KWIC report linking to paragraphs, other objects

If your data has no page tags, the kwic report links to page will not work. This little bit of code takes care of that problem and can, with editing, allow links to different object levels.

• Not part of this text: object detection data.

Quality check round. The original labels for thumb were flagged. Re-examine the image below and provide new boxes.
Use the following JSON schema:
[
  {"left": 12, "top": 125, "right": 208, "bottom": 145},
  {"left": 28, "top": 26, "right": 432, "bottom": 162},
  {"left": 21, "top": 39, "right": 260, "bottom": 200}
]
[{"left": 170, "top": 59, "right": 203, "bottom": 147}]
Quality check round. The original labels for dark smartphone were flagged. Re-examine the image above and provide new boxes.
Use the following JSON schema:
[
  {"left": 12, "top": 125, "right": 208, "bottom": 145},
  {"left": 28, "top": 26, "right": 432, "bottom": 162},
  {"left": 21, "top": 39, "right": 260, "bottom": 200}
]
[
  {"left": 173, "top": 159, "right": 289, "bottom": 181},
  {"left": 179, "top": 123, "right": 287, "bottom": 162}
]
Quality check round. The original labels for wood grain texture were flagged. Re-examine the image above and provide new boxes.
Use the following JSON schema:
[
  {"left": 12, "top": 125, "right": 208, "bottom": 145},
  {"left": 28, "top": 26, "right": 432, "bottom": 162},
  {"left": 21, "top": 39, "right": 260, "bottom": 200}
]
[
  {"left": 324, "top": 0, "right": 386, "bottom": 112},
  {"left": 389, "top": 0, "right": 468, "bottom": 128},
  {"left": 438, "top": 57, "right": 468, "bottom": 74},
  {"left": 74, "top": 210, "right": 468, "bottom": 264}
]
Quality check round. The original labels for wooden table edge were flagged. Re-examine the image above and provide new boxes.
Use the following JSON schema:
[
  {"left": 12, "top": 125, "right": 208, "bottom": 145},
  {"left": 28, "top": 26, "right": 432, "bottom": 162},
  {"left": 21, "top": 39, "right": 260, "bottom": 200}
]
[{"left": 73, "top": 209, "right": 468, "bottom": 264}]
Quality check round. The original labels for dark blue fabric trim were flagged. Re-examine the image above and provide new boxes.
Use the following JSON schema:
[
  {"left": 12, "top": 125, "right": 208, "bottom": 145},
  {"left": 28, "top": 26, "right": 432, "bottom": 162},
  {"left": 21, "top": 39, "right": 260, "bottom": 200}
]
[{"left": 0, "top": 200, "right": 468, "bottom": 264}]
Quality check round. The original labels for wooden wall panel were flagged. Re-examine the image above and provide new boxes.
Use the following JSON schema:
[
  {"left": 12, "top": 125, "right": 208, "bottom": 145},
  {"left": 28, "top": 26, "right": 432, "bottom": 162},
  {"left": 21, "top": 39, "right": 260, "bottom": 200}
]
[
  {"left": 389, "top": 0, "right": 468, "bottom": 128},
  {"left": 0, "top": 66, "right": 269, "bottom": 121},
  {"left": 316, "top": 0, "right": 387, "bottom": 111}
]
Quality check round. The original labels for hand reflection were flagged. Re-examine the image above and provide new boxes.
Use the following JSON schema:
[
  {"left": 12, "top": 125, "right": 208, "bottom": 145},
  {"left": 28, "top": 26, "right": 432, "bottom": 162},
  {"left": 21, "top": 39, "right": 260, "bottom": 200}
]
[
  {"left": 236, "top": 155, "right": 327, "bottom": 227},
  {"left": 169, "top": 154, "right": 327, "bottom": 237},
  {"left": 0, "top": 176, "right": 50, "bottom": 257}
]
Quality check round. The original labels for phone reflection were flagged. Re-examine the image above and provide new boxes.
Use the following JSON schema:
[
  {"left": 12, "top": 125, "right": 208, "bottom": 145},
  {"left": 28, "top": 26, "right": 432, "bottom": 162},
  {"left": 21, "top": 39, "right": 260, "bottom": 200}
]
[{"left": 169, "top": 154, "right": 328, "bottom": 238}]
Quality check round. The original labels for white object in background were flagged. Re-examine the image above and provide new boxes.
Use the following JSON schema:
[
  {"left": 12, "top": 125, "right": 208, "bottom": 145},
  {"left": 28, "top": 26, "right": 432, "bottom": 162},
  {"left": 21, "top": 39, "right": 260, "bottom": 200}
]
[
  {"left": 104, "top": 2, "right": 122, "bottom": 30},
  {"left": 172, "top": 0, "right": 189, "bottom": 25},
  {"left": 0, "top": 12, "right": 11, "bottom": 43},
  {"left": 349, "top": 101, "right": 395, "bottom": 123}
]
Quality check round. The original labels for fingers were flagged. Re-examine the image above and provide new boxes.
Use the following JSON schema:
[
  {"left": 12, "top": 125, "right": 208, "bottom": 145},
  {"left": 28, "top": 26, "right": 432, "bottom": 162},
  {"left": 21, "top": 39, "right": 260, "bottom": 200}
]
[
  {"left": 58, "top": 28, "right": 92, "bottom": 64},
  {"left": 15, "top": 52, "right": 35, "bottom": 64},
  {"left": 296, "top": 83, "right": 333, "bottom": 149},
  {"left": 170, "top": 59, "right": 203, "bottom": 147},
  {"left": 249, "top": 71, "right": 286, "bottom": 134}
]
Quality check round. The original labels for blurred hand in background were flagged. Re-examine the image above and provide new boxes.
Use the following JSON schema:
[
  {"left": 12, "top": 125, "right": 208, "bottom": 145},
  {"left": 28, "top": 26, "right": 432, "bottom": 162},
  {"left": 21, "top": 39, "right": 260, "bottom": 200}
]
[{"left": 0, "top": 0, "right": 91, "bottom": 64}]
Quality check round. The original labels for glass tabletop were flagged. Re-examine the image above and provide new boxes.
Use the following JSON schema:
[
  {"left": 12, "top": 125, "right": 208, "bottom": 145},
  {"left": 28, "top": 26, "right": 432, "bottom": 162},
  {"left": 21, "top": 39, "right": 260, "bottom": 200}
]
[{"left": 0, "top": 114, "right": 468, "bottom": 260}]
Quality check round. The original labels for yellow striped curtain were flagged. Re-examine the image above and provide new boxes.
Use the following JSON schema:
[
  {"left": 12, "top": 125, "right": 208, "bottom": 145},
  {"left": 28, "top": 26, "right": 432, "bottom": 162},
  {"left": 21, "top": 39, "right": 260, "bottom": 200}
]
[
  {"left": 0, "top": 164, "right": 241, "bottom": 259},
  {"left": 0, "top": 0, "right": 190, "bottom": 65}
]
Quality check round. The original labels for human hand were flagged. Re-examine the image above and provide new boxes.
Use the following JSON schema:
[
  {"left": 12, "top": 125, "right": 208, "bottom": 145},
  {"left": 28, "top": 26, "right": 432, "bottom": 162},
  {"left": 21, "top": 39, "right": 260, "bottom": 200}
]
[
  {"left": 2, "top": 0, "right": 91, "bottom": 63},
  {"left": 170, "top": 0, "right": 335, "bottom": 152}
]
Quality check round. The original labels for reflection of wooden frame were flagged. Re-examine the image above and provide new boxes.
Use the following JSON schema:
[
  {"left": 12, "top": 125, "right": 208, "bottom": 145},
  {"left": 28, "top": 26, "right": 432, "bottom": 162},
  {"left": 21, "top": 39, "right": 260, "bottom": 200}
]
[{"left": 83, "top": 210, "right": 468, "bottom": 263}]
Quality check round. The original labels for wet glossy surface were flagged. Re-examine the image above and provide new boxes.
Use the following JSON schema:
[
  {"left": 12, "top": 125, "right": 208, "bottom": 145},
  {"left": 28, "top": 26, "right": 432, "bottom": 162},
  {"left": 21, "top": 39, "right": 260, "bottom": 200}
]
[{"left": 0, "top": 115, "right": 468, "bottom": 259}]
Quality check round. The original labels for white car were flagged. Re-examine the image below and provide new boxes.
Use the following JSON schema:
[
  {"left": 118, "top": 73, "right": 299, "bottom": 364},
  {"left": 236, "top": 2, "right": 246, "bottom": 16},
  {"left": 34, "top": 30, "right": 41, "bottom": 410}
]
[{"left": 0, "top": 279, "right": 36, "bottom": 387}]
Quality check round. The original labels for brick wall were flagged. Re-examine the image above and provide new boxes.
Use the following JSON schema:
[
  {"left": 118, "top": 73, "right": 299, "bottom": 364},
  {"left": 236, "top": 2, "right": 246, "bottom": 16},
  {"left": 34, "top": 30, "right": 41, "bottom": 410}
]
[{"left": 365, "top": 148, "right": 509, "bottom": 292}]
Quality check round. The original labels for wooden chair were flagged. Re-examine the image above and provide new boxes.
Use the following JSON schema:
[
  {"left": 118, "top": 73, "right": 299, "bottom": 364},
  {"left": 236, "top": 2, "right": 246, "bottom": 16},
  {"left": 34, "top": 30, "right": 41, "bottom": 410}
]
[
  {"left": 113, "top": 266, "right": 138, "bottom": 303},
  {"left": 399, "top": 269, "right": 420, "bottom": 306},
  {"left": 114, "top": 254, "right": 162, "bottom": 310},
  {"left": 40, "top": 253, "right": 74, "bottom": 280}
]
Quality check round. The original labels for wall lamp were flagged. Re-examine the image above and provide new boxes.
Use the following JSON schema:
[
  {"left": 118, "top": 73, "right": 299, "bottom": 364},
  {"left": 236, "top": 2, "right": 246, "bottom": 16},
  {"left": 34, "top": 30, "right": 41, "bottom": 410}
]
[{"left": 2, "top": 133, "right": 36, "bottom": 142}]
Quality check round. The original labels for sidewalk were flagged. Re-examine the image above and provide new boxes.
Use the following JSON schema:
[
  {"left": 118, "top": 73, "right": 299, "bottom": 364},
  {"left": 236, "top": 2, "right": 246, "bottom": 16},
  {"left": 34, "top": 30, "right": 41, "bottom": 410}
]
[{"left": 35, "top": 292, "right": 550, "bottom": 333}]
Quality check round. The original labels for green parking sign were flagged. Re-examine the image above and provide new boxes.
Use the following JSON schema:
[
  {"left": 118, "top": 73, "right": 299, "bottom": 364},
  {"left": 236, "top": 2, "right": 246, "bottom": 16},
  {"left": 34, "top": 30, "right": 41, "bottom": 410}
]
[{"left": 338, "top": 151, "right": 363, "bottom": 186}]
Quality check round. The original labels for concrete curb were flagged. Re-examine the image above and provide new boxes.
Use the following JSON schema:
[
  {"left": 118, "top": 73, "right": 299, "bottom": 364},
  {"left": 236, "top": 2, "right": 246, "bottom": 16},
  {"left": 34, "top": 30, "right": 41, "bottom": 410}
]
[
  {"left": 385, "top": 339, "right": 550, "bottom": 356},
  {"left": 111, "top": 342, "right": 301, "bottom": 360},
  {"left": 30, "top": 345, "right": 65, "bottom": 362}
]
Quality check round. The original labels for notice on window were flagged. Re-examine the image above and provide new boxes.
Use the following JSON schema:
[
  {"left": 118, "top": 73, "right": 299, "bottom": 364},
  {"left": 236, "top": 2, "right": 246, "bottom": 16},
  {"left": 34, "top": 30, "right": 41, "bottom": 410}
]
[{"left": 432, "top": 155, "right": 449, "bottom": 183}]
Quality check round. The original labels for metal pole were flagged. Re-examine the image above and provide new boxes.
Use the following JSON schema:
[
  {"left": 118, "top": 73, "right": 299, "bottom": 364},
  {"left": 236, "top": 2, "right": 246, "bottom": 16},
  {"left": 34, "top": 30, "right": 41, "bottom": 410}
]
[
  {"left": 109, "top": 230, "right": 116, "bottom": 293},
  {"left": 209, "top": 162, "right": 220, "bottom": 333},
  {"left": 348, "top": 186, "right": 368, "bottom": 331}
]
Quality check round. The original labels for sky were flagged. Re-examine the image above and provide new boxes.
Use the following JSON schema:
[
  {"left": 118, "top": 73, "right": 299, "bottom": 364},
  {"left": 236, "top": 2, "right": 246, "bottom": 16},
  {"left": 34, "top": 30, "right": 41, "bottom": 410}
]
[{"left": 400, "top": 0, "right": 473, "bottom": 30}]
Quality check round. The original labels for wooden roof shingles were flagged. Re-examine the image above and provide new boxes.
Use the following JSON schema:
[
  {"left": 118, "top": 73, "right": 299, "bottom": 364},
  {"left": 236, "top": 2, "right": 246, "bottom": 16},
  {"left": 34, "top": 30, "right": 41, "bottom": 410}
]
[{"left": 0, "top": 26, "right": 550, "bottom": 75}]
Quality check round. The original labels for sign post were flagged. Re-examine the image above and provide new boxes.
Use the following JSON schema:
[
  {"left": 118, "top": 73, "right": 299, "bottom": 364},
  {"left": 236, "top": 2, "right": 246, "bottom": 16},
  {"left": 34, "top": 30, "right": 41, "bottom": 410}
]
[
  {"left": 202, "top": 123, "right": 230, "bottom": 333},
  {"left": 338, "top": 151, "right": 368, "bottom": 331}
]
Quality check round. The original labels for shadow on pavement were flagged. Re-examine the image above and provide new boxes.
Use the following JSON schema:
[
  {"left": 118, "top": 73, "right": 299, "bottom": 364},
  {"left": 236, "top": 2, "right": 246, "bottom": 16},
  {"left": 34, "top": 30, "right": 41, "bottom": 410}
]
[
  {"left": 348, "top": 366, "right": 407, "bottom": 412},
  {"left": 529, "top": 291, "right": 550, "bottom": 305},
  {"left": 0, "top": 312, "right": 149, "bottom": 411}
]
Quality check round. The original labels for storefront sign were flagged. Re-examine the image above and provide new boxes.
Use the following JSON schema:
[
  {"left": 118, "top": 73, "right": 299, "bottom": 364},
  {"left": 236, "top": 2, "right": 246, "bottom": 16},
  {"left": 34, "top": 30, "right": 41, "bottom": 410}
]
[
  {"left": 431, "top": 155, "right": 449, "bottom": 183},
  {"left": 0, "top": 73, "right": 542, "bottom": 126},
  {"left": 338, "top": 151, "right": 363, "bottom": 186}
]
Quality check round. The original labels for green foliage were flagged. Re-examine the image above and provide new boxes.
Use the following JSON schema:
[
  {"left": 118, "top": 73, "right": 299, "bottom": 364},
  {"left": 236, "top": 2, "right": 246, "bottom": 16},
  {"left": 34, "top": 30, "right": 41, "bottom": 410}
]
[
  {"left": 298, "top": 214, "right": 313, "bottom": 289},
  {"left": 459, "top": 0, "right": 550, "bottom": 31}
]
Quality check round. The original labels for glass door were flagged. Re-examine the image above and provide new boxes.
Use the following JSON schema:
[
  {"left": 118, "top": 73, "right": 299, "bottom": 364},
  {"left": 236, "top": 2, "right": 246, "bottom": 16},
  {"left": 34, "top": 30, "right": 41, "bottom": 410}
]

In philosubs.pl, in sub getKWICtitlestandard, these bits of code can be swapped out:

if (!$ChainLinksRestricted) {

$href = "<A HREF=\"" . $CONTEXTUALIZER . "?p.";

$href .= $doc . "." . $dbname . "." . join (".", @o) . "\">";

}

else {

$hitlist =~ s/^.*\.//g;

$href = "<A HREF=\"" . $CONTEXTUALIZER . "?p.";

$href .= $hitlist . "." . $dbname . "." . ($counter-1);

$href .= "." . $CONTEXT . "." . $WORDS . ".0\">";

}

........

# Then the pagenumber and the link to the

# page if we have a page

if ($pagenum eq "?" || $pagenum eq "0") {

$title .= "<tt>p." . $pagenum . ")</tt>";

}

else {

$title .= $href . "<tt>p." . $pagenum . "</a>)</tt>";

}

with this:

if ($pagenum eq "?" || $pagenum eq "0" || $pagenum eq "na") {

$thisobject = $doc . ":" . @index[0];

$thisobject .= ":" . @index[1];

$thisobject .= ":" . @index[2];

$thisobject .= ":" . @index[3];

$offs = join(".", @o); ## adapt this above for pageless docs

$offs =~ s/\.[0-9]*$//;

$href = "<a href=\"" . $PHILOGETOBJECT . "?c." . $thisobject;

$href .= "." . $dbname . "." . $offs . "\">";

}

else {

$href = "<A HREF=\"" . $CONTEXTUALIZER . "?p.";

$href .= $doc . "." . $dbname . "." . join (".", @o) . "\">";

}

.............

# Then the pagenumber and the link to the

# page if we have a page

if ($pagenum eq "?" || $pagenum eq "0" || $pagenum eq "na") {

$title .= $href . "<tt>para</a>)</tt>";

}

else {

$title .= $href . "<tt>p." . $pagenum . "</a>)</tt>";

}

Linking DIV-level search results to Pages

By runing a script called mk_art2object.pl and editing the DivDisplayLine subroutine in philosubs.pl and adding a routine called DivPageLink, you can get page numbers to show up with links after them. Full instructions are on the page for mk_art2object.pl.

For Perseus Latin: modified crapser matching

Added lowercase macrons to crapser capital letter matching and also I/J and U/V because there are many orthographic variants.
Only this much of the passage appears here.